Mais il y a plus surprenant encore ! Les fabricants de machines d’entrée de gamme bon marché, c’est à dire à moins de 2 500 €, ont explosé leurs résultats. Comme attendu, les marques chinoises confirment leur leadership. Tandis que les revenus de Creality ont augmenté de 64 % sur un an, ceux de Bambu Lab ont bondi de 336 % !
En termes de parts de marché, ces fabricants représentent respectivement 47 % et 26 % des revenus, soit 73 % à eux deux ! « Au total, 94 % des expéditions dans cette catégorie inférieure à 2 500 $ provenaient des 4 principaux fournisseurs : Creality, Bambu Lab, Anycubic et Elegoo. » indique Context. Cela signifie que les fabricants tels que l’emblématique Prusa Research, ne se partagent les miettes que des 6 % restants…
Si on regarde du côté des revenus générés durant cette période, l’augmentation de 7 % des recettes mondiales a été entièrement soutenue par la forte hausse des expéditions d’imprimantes d’entrée de gamme.

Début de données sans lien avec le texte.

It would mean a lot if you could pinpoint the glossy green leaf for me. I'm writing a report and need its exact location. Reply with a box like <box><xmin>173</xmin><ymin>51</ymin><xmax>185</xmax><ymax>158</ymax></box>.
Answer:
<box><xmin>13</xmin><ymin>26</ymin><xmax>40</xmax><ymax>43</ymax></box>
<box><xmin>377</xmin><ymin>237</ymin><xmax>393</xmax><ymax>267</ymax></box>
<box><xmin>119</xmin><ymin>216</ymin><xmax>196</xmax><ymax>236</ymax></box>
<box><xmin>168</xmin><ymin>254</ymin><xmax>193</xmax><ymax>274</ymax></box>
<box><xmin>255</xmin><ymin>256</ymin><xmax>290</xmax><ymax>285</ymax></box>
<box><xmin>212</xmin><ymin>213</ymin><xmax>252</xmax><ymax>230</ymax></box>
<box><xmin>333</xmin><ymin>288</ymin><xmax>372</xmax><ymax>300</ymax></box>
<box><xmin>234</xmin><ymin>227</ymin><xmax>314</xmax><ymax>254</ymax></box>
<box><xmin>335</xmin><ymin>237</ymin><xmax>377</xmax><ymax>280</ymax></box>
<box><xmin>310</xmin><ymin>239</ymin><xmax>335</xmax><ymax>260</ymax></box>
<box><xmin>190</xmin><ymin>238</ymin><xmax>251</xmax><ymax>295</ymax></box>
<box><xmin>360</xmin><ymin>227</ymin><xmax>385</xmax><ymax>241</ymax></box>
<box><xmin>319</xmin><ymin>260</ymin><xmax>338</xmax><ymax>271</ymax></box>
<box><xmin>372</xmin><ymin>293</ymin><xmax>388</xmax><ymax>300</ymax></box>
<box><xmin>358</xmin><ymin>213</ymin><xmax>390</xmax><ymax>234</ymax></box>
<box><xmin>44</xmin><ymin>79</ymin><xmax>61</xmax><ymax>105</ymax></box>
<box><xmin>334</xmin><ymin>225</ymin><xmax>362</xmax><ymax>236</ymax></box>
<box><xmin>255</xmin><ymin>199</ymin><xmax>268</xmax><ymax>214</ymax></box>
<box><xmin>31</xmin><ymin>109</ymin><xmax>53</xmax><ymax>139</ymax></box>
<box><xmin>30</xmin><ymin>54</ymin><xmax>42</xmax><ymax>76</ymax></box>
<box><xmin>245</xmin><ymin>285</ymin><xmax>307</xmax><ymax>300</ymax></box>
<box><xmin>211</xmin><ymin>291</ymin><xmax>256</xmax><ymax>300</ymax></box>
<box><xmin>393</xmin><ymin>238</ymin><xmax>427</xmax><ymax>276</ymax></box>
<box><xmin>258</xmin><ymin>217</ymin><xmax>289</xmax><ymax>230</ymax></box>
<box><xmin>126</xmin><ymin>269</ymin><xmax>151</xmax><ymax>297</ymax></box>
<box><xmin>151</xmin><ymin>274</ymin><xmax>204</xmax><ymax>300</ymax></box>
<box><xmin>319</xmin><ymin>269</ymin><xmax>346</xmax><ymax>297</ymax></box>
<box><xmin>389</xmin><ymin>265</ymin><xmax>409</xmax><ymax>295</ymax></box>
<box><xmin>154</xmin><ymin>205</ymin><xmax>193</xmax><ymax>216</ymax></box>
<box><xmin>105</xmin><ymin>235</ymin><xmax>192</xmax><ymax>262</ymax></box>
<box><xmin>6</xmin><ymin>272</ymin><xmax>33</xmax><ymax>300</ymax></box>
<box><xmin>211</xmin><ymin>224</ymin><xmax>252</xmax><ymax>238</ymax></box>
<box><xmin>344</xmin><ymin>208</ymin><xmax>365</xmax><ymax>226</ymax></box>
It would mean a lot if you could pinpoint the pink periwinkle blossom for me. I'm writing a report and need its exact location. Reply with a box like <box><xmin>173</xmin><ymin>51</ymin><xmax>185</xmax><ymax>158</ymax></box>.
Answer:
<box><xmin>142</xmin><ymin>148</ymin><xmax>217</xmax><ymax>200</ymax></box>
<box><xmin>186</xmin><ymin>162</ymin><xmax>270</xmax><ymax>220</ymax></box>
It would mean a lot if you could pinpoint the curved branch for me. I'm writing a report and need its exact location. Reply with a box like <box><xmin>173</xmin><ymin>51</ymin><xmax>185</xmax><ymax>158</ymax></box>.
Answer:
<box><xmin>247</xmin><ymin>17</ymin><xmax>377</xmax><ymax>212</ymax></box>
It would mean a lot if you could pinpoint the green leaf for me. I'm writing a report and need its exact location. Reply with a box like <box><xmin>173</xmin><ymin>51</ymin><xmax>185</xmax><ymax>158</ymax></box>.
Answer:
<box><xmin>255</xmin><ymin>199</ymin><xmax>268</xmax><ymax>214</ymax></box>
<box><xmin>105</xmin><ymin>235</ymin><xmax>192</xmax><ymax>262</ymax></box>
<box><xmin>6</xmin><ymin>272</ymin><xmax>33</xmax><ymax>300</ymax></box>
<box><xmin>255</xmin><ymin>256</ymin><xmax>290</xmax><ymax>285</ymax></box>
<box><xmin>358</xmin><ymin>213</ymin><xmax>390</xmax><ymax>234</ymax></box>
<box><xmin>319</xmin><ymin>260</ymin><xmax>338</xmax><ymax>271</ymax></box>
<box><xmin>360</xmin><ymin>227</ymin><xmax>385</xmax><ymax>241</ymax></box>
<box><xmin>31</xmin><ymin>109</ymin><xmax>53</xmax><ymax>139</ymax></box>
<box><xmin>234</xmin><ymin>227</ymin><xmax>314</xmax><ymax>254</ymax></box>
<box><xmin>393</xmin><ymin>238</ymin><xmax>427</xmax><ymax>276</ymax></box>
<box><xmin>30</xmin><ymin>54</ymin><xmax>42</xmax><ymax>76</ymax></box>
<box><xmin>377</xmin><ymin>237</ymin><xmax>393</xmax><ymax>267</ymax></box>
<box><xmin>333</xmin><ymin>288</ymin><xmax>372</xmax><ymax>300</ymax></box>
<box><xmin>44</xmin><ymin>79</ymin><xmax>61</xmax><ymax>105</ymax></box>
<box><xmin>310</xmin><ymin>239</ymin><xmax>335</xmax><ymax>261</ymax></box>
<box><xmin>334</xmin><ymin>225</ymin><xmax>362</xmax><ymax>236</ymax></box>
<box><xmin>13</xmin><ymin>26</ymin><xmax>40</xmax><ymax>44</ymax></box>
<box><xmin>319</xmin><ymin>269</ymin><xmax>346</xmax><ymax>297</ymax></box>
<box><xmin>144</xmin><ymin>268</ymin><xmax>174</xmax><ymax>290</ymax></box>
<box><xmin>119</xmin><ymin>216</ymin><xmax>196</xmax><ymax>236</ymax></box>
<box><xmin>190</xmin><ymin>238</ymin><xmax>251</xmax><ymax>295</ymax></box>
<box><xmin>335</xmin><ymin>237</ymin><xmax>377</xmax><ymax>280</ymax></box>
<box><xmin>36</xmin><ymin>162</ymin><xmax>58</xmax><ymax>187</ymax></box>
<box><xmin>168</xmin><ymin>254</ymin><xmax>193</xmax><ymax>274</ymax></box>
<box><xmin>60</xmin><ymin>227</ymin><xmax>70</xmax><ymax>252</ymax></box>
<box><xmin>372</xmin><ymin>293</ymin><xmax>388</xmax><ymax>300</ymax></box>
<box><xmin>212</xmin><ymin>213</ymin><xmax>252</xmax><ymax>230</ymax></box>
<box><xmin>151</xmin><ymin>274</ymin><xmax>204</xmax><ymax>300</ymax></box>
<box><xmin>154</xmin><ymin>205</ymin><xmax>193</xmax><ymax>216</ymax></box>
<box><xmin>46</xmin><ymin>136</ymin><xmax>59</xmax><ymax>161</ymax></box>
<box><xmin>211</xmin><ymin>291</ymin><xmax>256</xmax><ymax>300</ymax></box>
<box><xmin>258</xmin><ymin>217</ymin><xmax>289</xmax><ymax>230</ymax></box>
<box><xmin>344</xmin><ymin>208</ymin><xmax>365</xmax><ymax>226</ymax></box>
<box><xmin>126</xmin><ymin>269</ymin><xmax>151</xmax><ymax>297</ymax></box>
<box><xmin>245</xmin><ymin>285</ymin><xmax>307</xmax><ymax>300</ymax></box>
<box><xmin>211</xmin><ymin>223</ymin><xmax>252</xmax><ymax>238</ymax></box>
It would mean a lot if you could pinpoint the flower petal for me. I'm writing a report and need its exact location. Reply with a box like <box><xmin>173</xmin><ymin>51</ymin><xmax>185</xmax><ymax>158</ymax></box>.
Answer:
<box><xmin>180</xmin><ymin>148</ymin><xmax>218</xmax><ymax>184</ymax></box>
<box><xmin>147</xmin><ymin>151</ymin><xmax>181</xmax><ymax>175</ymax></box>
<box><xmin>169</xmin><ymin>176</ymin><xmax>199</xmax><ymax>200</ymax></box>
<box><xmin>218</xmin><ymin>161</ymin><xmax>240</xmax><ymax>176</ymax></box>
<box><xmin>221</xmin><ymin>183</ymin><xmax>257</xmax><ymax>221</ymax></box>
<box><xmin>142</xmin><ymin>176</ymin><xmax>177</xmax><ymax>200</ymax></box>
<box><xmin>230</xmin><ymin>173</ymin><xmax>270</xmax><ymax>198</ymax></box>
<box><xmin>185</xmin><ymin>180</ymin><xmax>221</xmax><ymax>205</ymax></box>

Leurs revenus ont augmenté de 58 % par rapport au deuxième trimestre 2023. En revanche, tous les autres segments ont enregistré une baisse par rapport à l’année précédente, avec une diminution particulièrement marquée dans le segment professionnel, en recul de 21 %. La baisse de 17 % des revenus des imprimantes industrielles reste cependant la plus préoccupante.
Les imprimantes d’entrée de gamme ont représenté 48 % des revenus mondiaux des systèmes ce trimestre, dépassant ainsi les systèmes industriels (38 %) et devenant ainsi la catégorie de prix la plus rentable.
Si Context ne se prononce pas sur les perspectives de l’année 2025, d’autres analystes tels que dernièrement AMR (Additive Manufacturing Research), estime qu’elle devrait marquer une véritable reprise, avec une augmentation de 30 % des expéditions d’imprimantes 3D. Une croissance qui serait favorisée par la baisse anticipée des taux d’intérêt, combiné à un phénomène de rattrapage sur des ventes anormalement basses sur les dernières périodes.